I was further reminded of Ellsberg by a detail mentioned in Wretchard's Sunday post at Belmont Club:
...the press has quoted two former counterterrorism experts in defense of Mary McCarthy but omitted one interesting detail, which may or may not be relevant...Ray McGovern and Larry Johnson [the counterterrorism experts in question] are associated with Daniel Ellsberg's The Truth-Telling Project.
"The Truth-Telling Project"--now, what might that be? Wretchard quotes from its web page, which offers the following description of the organization's purpose and function:
The Truth-Telling Coalition, comprised of high-level national security truth-tellers, as well as non-profit whistleblower organizations, provides a personal and legal support network for each other and for government insiders considering becoming truth-tellers.
So, according to its own description, the group appears to be an organization dedicated to supporting the spilling of secrets by national security officers in the interests of "truth."
The fact that the Truth-Telling Project has deep roots in the Vietnam War era (query: doesn't everything?) is made exceedingly clear if one reads its manifesto, "A Call to Patriotic Whistleblowing," whose title not only indicates the organization's commitment to supporting whistleblowers, but to encouraging them as well.
I quote here at length from this document (issued Sept. 9, 2004); see if you think the motivations and goals expressed therein sound nonpartisan:
It is time for unauthorized truth-telling.
Citizens cannot make informed choices if they do not have the facts—for example, the facts that have been wrongly concealed about the ongoing war in Iraq: the real reasons behind it, the prospective costs in blood and treasure, and the setback it has dealt to efforts to stem terrorism. Administration deception and cover-up on these vital matters has so far been all too successful in misleading the public...
Many Americans are too young to remember Vietnam. Then, as now, senior government officials did not tell the American people the truth. Now, as then, insiders who know better have kept their silence, as the country was misled into the most serious foreign policy disaster since Vietnam.
Some of you [security officers] have documentation of wrongly concealed facts and analyses that—if brought to light—would impact heavily on public debate regarding crucial matters of national security, both foreign and domestic.
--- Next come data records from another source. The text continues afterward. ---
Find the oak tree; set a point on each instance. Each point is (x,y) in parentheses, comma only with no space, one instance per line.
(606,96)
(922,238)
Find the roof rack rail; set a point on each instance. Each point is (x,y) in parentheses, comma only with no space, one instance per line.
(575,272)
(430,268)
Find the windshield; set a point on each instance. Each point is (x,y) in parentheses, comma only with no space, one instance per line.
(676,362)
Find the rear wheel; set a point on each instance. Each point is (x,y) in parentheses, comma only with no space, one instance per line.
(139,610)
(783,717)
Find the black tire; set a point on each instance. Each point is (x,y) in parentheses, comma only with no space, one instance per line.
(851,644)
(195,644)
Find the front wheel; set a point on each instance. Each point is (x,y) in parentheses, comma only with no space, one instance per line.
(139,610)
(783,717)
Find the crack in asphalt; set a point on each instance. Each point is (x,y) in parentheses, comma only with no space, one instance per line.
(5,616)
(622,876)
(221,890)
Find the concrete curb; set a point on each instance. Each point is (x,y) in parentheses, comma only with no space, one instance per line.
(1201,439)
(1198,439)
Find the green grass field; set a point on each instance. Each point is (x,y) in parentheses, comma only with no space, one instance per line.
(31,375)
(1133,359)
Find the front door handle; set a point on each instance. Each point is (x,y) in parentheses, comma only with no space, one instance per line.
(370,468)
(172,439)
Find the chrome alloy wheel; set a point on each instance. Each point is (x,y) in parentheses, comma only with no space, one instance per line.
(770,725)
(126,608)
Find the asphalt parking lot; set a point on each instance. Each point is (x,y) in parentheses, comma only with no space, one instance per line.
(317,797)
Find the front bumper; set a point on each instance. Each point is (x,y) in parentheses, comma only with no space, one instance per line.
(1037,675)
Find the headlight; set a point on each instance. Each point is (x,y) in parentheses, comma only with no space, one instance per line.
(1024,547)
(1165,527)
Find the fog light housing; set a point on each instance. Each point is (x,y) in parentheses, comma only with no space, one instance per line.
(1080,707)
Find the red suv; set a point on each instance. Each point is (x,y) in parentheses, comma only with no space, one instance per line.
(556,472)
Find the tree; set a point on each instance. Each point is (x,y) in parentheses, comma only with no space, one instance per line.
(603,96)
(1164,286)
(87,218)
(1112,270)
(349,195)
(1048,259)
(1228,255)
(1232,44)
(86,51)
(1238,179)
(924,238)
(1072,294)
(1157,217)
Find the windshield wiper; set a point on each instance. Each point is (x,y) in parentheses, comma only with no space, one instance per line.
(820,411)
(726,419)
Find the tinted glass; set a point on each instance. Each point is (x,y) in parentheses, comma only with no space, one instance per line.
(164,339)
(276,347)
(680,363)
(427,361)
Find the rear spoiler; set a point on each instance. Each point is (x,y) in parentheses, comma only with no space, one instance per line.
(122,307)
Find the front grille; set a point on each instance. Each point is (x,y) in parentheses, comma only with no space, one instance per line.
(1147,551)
We urge you to provide that information now, both to Congress and, through the media, to the public...
Needless to say, any unauthorized disclosure that exposes your superiors to embarrassment entails personal risk. Should you be identified as the source, the price could be considerable, including loss of career and possibly even prosecution. Some of us know from experience how difficult it is to countenance such costs. But continued silence brings an even more terrible cost, as our leaders persist in a disastrous course and young Americans come home in coffins or with missing limbs.
This is precisely what happened at this comparable stage in the Vietnam War. Some of us live with profound regret that we did not at that point expose the administration’s dishonesty and perhaps prevent the needless slaughter of 50,000 more American troops and some 2 to 3 million Vietnamese over the next ten years. We know how misplaced loyalty to bosses, agencies, and careers can obscure the higher allegiance all government officials owe the Constitution, the sovereign public, and the young men and women put in harm’s way. We urge you to act on those higher loyalties.
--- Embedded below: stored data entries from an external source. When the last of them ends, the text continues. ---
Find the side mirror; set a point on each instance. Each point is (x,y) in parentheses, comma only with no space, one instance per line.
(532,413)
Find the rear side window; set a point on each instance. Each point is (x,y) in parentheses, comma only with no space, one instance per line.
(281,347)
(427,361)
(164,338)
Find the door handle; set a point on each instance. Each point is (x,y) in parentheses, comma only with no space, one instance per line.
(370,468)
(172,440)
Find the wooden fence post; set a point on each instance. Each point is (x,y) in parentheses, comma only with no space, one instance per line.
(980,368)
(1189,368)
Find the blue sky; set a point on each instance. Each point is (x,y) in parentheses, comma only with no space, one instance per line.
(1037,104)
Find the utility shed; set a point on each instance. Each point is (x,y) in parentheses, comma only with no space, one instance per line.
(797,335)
I'm not sure what to call this (although I can think of quite a few things). But it is certainly, at the very least, active incitement and encouragement to divulge secrets. It is both politically motivated and clearly and consciously connected to the memory of Vietnam, and it unequivocally equates the current war with that past one.
How did the project come to be?
The Coalition stemmed from a symposium entitled "When Silence Is Complicity: What Should Officials Do? Whistleblowers Speak Out," held at American University on September 8, 2004, co-organized by Sam Adams Associates for Integrity in Intelligence, the Truth-Telling Project, and the Department of History at American University. At the symposium, the first-ever gathering of high-level national security whistleblowers, many of the participants discussed the isolation they felt after breaking ranks with their colleagues and making the step to come forward as truth-tellers. In the discussions following the symposium, some of the participants discussed the value of forming a support-network for current and potential whistleblowers, and the Truth-Telling Coalition was launched.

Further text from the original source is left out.